Bug #120773 Hash join misses DISTINCT ORDER BY LIMIT early termination
Submitted: 25 Jun 11:54 Modified: 26 Jun 10:38
Reporter: ZHAOYANG ZHANG Email Updates:
Status: Verified Impact on me:
None 
Category:MySQL Server: Optimizer Severity:S5 (Performance)
Version:9.7.1 OS:Ubuntu (Ubuntu (22.04.4 LTS))
Assigned to: CPU Architecture:x86 (Intel(R) Xeon(R) Gold 5220 CPU @ 2.20GHz)
Tags: distinct, hash-join, limit, NO_BNL, Optimizer, order-by, performance

[25 Jun 11:54] ZHAOYANG ZHANG
Description:
In MySQL 9.7.1, the optimizer chooses a much slower hash-join plan for a simple DISTINCT ORDER BY LIMIT query over a Cartesian product.

The query projects only t0.c0 and orders by the same column:

SELECT DISTINCT t0.c0 AS ref0
FROM t2, t0, t1
ORDER BY t0.c0 DESC
LIMIT 1;

There are no join predicates and no WHERE predicates. Since the selected and ordered column comes only from t0, and t1/t2 do not contribute to the projected value, t1 and t2 only need to establish that at least one joined row exists.

With the default optimizer settings, MySQL chooses a hash-join plan over the Cartesian product. The plan materializes all joined rows, performs temporary-table deduplication, sorts the distinct values, and then applies LIMIT 1. In my testcase, this plan produced 141659 joined rows before deduplication:

t2 rows = 49
t0 rows = 59
t1 rows = 49
49 * 59 * 49 = 141659

The default plan has the following shape:

Inner hash join (no condition)
Temporary table with deduplication
Sort: t0.c0 DESC
Limit: 1

However, when hash join is disabled, either by using NO_BNL(t2, t0, t1) or by setting:

SET SESSION optimizer_switch = 'default,block_nested_loop=off';

the optimizer chooses a much cheaper ordered-index plan. The alternative plan scans t0 using a covering index in reverse order, stops after one unique row, and then checks only one row from t2 and one row from t1.

The good plan has the following shape:

Covering index scan on t0 using i2 (reverse)
Limit table size: 1 unique row(s)
Nested loop inner join

The default query, the NO_BNL query, and the block_nested_loop=off query return the same result. However, their execution times are very different. In repeated runs, the default hash-join plan usually took about 25-35 ms, while the NO_BNL/hash-join-disabled plan usually took about 0.2 ms. Thus, the ordered-index early-termination plan was roughly 100x faster than the default hash-join plan in this testcase. The alternative plan also had a much lower estimated cost.

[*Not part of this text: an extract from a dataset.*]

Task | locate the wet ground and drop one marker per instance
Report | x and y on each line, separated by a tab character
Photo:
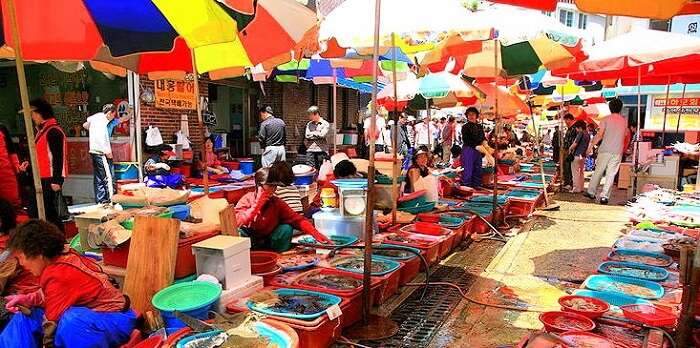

I also tested whether this is caused by optimizer pruning, join-order search depth, or prefer_ordering_index. The bad hash-join plan still appears with:

optimizer_prune_level = 0
optimizer_search_depth = 0 or optimizer_search_depth = 3
prefer_ordering_index = on
prefer_ordering_index = off

In contrast, disabling hash join through block_nested_loop=off makes the optimizer choose the reverse ordered-index plan with DISTINCT/LIMIT early termination.

This suggests that the issue is not caused by insufficient join-order search depth, ordinary optimizer pruning, or prefer_ordering_index being disabled. Instead, when hash join is enabled, the hash-join planning path appears to prevent or fail to preserve the cheaper ordered-index DISTINCT/ORDER BY/LIMIT early-termination plan.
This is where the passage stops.